# Tricks for 2.35:1 ->> 16x9 conversion.



## Cazten (Nov 1, 2011)

So here's my situation, I built a 16x9 screen but found 70% of what I use the pj for, even as a main tv, is movies at 2.35:1. I wanna rebuild with the new BW 6.4 eventually when complete so I figure time to swap to super wide screen.

My issue is that I still do watch some 16x9 in the flavor of some HULU hd and TV series like space science shows, game of thrones.

This makes it so if I put in a 16x9 I have to re zoom my projector each time.

My pj is jvc rs40 so I got no lens memory function that I'm aware of.

Is there anything I can do short of an anamorphic lense to swap 16x9 material to 2.35:1 for me so I never have to change? Some kinda software or intermediate device in the signal change? Anything that doesn't cost a fortune lol, I just can't afford the anamorphic lenses.


----------



## fitzwaddle (Aug 25, 2010)

Not sure what you mean by "16x9 material to 2.35:1", can you clarify?


----------



## Cazten (Nov 1, 2011)

I was looking for software that could stretch image to wipe out the black bars. 

Looking around seems my only major option is to do the zoom trick and zoom the bars off on a 2.35:1 screen. Was hoping not to loose all those pixels and lumen caPability wasted on black bars.


----------



## fitzwaddle (Aug 25, 2010)

Well, many projectors have the capability to stretch the picture vertically, which would get rid of the black bars, but would also ruin the picture geometry, leaving everyone tall and skinny - that stretch mode is intended for use with anamorphic lenses, which stretch the image horizontally, restoring image geometry.

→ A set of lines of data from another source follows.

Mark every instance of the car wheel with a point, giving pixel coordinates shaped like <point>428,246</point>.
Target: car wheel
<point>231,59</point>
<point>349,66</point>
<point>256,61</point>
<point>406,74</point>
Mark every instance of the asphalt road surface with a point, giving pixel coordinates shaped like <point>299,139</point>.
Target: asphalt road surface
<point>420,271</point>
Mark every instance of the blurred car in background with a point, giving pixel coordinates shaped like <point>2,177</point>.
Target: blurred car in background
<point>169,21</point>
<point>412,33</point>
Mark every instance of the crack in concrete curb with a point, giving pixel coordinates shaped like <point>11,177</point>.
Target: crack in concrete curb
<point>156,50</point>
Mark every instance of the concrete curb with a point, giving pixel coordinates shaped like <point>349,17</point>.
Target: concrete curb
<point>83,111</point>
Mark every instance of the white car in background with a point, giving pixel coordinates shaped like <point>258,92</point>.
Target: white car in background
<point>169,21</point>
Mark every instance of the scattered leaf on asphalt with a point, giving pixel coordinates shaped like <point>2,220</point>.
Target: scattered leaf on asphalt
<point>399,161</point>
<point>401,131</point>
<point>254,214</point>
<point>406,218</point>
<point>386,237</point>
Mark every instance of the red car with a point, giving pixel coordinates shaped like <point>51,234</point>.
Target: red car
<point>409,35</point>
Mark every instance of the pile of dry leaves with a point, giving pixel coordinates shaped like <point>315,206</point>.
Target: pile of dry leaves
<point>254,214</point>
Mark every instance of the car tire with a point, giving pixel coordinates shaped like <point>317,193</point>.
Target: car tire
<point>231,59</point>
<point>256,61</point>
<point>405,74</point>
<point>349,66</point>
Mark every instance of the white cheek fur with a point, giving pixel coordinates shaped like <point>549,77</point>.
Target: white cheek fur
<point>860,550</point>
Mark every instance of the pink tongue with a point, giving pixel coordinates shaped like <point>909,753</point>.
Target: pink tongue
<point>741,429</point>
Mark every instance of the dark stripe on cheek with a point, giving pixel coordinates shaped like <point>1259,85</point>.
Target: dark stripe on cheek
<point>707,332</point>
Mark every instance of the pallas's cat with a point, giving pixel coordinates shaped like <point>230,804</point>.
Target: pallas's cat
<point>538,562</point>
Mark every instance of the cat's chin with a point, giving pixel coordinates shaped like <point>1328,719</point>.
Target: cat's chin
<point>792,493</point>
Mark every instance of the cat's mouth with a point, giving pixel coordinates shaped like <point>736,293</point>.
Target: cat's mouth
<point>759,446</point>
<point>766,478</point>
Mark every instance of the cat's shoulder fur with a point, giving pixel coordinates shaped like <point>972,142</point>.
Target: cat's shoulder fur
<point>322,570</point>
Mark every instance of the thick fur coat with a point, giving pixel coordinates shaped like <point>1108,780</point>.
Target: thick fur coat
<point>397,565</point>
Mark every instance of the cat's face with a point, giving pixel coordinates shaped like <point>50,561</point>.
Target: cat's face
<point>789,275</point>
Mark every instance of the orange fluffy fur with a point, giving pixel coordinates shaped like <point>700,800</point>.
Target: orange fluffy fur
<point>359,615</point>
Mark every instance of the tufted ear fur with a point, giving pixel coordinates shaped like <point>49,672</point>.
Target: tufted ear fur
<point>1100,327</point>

The only way to do it "right" is to replace your 16:9 screen with a 2.35:1 screen, and then use either (a) zoom method (throw the bars off the screen as you mentioned); (b) stretch mode + anamorphic lens; (c) zoom mode + "shrink method" - where you zoom to 2.35:1 size, leave the projector set that way - and then use a scaler device or HTPC to shrink 16:9 movies down to fit the screen.

Or, keep the 16:9 screen, and just accept that there will be black bars on top and bottom on cinemascope movies. You can also add masking on top and bottom to make the bars less visible / objectionable.
t 
Edit: I reread your original post, and I think I misinterpreted - I was thinking you wanted to keep your 16:9 screen, but it sounds like you're planning on switching to a cinemascope screen, and wanted to know how you can watch 16:9 content on it without having to manually adjust zoom. See option (c) above, "shrink method".


----------



## Cazten (Nov 1, 2011)

Well my projector does the vertical stretch for anamorphic. I'm wondering why they don't also offer a softer vertical stretch? Why does it have to be a anamorphic lense?

And I M looking into DIY prism lens now as well


----------